Alma Quiroz is a housekeeper at the Edgewater Hotel in Seattle, one of the country’s biggest hotspots for COVID-19, commonly known as the coronavirus. Her work schedule has recently been cut from 40 hours per week to just eight hours. With a reduced schedule comes the threat that she will also lose health insurance benefits from working at least 80 hours each month.

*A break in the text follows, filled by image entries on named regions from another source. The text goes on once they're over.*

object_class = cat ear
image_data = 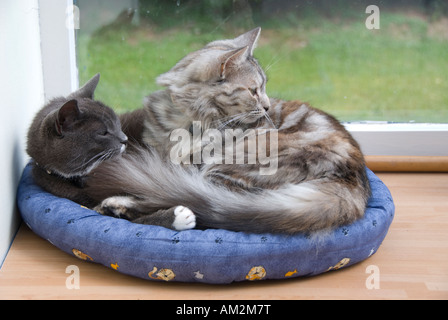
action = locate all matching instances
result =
[67,73,100,99]
[55,100,81,135]
[219,46,249,79]
[233,27,261,56]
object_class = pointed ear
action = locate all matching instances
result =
[233,27,261,56]
[219,46,249,79]
[67,73,100,99]
[55,100,81,135]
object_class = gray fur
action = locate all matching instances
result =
[27,74,195,230]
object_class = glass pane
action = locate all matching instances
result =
[75,0,448,123]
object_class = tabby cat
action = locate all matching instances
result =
[27,74,195,230]
[93,28,370,234]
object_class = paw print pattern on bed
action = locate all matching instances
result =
[17,166,394,283]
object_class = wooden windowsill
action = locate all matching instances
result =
[366,156,448,172]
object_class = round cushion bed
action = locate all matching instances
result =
[17,165,394,283]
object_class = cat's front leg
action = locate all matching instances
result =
[94,196,196,231]
[93,196,139,220]
[132,206,196,231]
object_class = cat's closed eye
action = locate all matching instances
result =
[97,130,109,136]
[248,88,258,97]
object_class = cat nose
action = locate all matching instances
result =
[119,133,128,145]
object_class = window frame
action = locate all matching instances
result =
[48,0,448,156]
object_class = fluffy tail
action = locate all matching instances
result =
[88,151,367,234]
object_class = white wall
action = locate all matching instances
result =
[0,0,44,264]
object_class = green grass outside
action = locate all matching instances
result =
[78,13,448,123]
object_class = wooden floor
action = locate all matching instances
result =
[0,173,448,300]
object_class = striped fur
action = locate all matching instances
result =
[92,28,370,234]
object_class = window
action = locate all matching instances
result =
[71,0,448,156]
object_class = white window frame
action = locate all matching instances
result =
[45,0,448,156]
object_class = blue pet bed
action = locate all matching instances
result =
[17,165,394,283]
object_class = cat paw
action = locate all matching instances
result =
[173,206,196,231]
[94,197,133,219]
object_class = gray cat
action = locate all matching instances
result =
[92,28,370,234]
[27,74,195,230]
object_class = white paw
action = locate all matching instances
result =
[173,206,196,231]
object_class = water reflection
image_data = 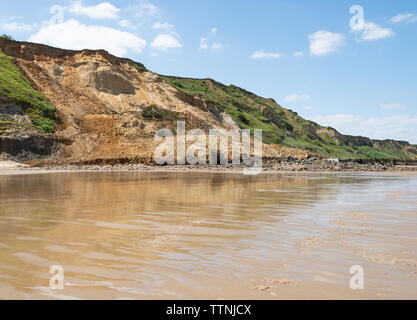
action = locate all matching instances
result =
[0,172,416,298]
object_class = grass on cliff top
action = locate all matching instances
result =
[162,76,407,159]
[0,50,55,133]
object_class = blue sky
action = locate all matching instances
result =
[0,0,417,144]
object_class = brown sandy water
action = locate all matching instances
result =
[0,172,417,299]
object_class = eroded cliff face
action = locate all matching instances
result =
[0,39,308,163]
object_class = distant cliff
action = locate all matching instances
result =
[0,39,417,162]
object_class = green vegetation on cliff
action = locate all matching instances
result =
[0,50,55,133]
[163,76,416,159]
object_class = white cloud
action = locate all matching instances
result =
[210,28,219,34]
[134,0,159,18]
[69,1,120,19]
[211,43,225,50]
[29,19,146,56]
[0,22,35,32]
[151,34,182,51]
[152,22,174,32]
[200,38,209,50]
[390,13,417,23]
[308,30,345,56]
[311,114,417,143]
[118,20,132,28]
[251,49,284,59]
[284,93,310,102]
[379,103,405,110]
[355,21,395,41]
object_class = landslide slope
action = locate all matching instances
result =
[164,76,417,159]
[0,38,417,162]
[0,39,308,163]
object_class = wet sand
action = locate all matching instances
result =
[0,169,417,299]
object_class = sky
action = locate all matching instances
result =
[0,0,417,144]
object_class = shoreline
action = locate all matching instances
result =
[0,161,417,176]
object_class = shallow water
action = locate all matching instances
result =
[0,172,417,299]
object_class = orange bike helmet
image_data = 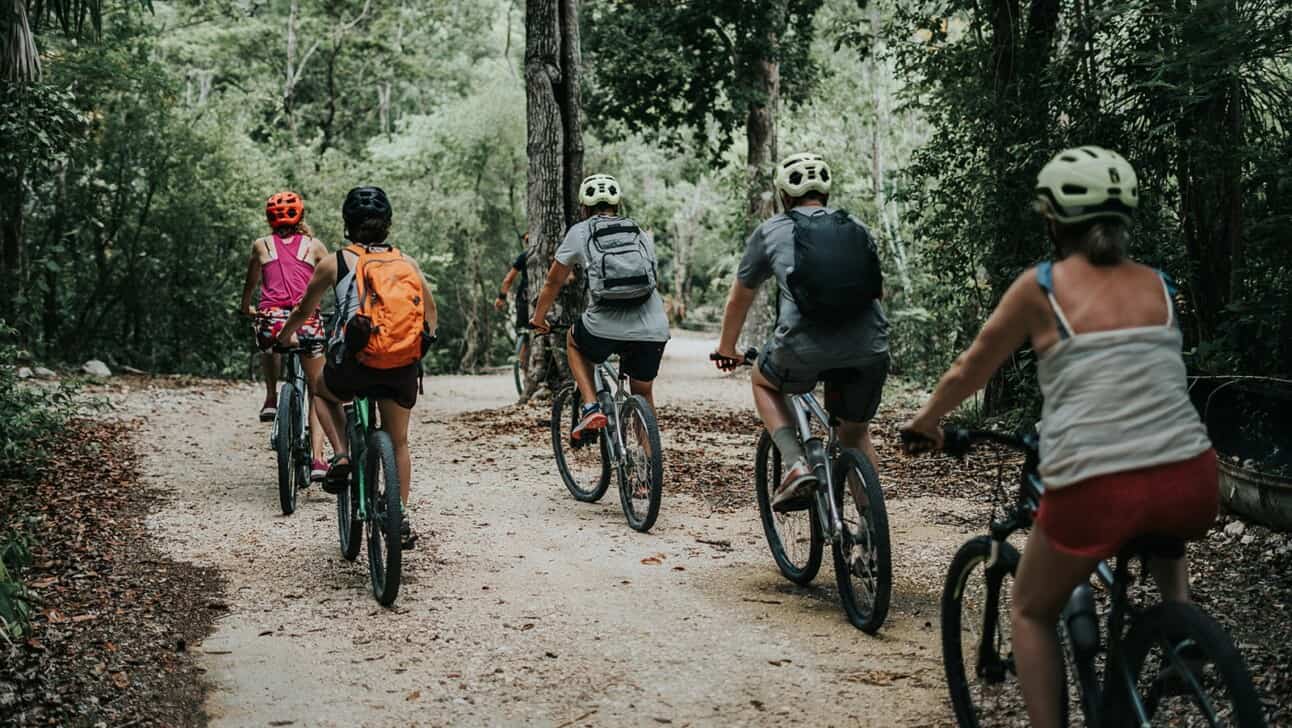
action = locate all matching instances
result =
[265,191,305,229]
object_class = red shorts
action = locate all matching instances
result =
[1036,449,1220,559]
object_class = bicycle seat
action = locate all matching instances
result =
[1121,533,1185,559]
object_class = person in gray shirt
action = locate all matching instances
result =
[530,175,669,440]
[713,154,889,507]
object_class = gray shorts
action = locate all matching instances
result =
[758,350,889,422]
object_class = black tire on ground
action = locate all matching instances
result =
[942,535,1067,728]
[552,384,610,503]
[619,394,664,533]
[274,381,296,516]
[833,450,893,635]
[1105,603,1266,728]
[753,431,826,586]
[364,429,403,606]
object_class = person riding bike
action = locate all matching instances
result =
[278,186,438,548]
[713,153,889,508]
[530,175,669,440]
[239,191,336,481]
[902,146,1220,728]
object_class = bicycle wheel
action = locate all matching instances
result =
[942,535,1067,728]
[552,384,610,503]
[363,429,403,606]
[619,394,664,533]
[833,450,893,635]
[753,431,826,586]
[1106,603,1265,728]
[274,381,296,516]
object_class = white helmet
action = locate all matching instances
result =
[1036,146,1140,224]
[579,175,620,207]
[775,151,831,198]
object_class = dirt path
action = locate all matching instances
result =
[125,336,963,725]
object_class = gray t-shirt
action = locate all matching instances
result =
[736,207,888,370]
[556,215,668,341]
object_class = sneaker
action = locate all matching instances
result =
[771,458,817,512]
[570,405,606,442]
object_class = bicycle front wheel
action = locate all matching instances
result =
[363,429,403,606]
[552,384,610,503]
[753,431,826,586]
[274,381,297,516]
[833,450,893,635]
[1107,603,1265,728]
[619,394,664,531]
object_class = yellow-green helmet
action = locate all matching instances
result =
[1036,146,1140,224]
[579,175,621,207]
[775,151,831,198]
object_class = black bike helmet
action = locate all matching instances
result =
[341,187,391,229]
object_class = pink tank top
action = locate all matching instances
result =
[260,235,314,308]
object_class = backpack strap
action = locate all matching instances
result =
[1036,260,1072,339]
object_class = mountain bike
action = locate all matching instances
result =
[711,349,893,635]
[919,429,1265,728]
[336,397,403,606]
[269,337,323,516]
[552,327,664,531]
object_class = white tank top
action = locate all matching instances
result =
[1036,264,1211,489]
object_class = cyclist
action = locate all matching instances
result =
[239,191,336,481]
[902,146,1218,727]
[530,175,669,440]
[278,186,437,548]
[713,153,889,509]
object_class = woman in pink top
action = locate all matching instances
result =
[239,191,336,480]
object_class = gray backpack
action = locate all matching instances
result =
[585,217,656,308]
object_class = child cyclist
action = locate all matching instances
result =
[278,187,437,548]
[239,191,336,481]
[530,175,669,440]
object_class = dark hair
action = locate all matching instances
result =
[348,217,390,243]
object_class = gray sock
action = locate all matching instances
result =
[771,427,804,466]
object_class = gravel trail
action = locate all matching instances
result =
[131,335,965,727]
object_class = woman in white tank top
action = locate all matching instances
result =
[902,146,1218,728]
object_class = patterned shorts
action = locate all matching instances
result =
[256,306,327,358]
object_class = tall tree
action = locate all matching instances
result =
[525,0,583,396]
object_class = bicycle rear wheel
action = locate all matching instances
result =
[942,535,1067,728]
[1107,603,1265,728]
[833,450,893,635]
[363,429,403,606]
[274,381,296,516]
[552,384,610,503]
[619,394,664,533]
[753,431,826,586]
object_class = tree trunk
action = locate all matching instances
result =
[525,0,583,397]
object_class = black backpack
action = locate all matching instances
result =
[786,209,884,325]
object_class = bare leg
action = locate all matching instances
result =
[1010,528,1099,728]
[377,400,412,506]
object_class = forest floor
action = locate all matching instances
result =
[7,334,1292,728]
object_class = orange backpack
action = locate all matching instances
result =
[350,246,426,369]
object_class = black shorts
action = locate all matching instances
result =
[574,318,667,381]
[323,357,421,410]
[758,356,889,422]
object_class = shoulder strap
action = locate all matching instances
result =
[1036,260,1072,339]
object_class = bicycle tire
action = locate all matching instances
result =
[364,429,403,606]
[941,535,1068,728]
[1106,603,1266,728]
[619,394,664,533]
[832,449,893,635]
[274,381,296,516]
[552,384,610,503]
[753,431,826,586]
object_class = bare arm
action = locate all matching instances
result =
[530,261,570,334]
[238,241,262,316]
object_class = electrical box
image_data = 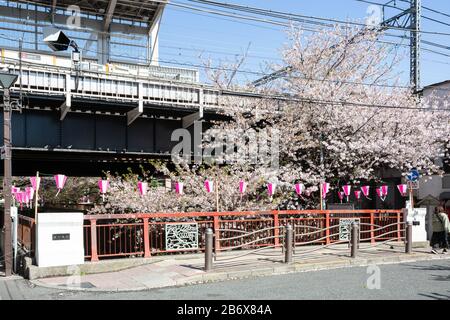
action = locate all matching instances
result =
[403,206,427,243]
[36,212,84,267]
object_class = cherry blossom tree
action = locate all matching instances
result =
[91,26,450,212]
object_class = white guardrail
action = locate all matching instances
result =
[0,49,219,106]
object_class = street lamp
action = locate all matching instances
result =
[0,71,18,277]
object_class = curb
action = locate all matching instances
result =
[28,253,450,292]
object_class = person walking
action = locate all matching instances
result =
[431,206,450,254]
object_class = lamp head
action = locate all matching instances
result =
[0,71,19,89]
[43,27,71,51]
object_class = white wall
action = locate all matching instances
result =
[416,175,450,199]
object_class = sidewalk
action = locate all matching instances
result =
[31,244,450,291]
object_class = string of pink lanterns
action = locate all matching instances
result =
[11,174,408,208]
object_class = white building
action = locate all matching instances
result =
[415,80,450,239]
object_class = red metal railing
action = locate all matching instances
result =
[18,210,404,261]
[84,210,404,261]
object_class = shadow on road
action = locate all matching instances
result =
[419,291,450,300]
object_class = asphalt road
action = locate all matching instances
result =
[0,259,450,300]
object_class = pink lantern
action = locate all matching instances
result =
[342,185,352,197]
[322,182,330,199]
[205,180,214,193]
[14,191,29,209]
[30,177,41,190]
[377,187,387,201]
[361,186,370,198]
[54,174,67,197]
[175,182,184,194]
[342,184,352,202]
[138,181,148,196]
[22,191,30,204]
[295,183,305,195]
[98,179,109,194]
[397,184,408,197]
[25,187,34,200]
[239,180,247,194]
[14,191,22,203]
[338,191,345,203]
[380,185,388,196]
[98,179,109,202]
[267,183,277,197]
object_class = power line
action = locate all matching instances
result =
[220,90,450,112]
[179,0,450,36]
[0,34,450,91]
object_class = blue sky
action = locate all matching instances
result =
[159,0,450,86]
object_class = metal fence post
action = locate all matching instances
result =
[350,222,359,258]
[205,228,213,271]
[284,224,293,263]
[91,219,98,261]
[405,221,412,254]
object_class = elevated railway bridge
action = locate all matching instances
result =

“I’m worried if my son gets sick,” she said. “We automatically lose our health insurance because I’m not getting enough hours to be eligible. It’s very difficult not working enough hours, worrying how I’m going to pay rent. I can get scheduled and they will call the day before to let me know they don’t have enough rooms to clean, so I have to stay home with no pay. I’m worried about affording food to provide for my family.”
As the virus spreads rapidly and invisibly across the U.S., low-wage workers and those in the service industry like Quiroz will be hit extra hard. Most are unable to work from home, many can’t afford to take time off for childcare if schools close, and paid time off of any sort remains a rarity for them in many parts of the U.S. But hourly workers have another challenge: If they get laid off or have their hours cut in a coronavirus-related economic downturn, they could lose their employer-provided health insurance and, in a bitter bit of irony, become even more vulnerable to the outbreak.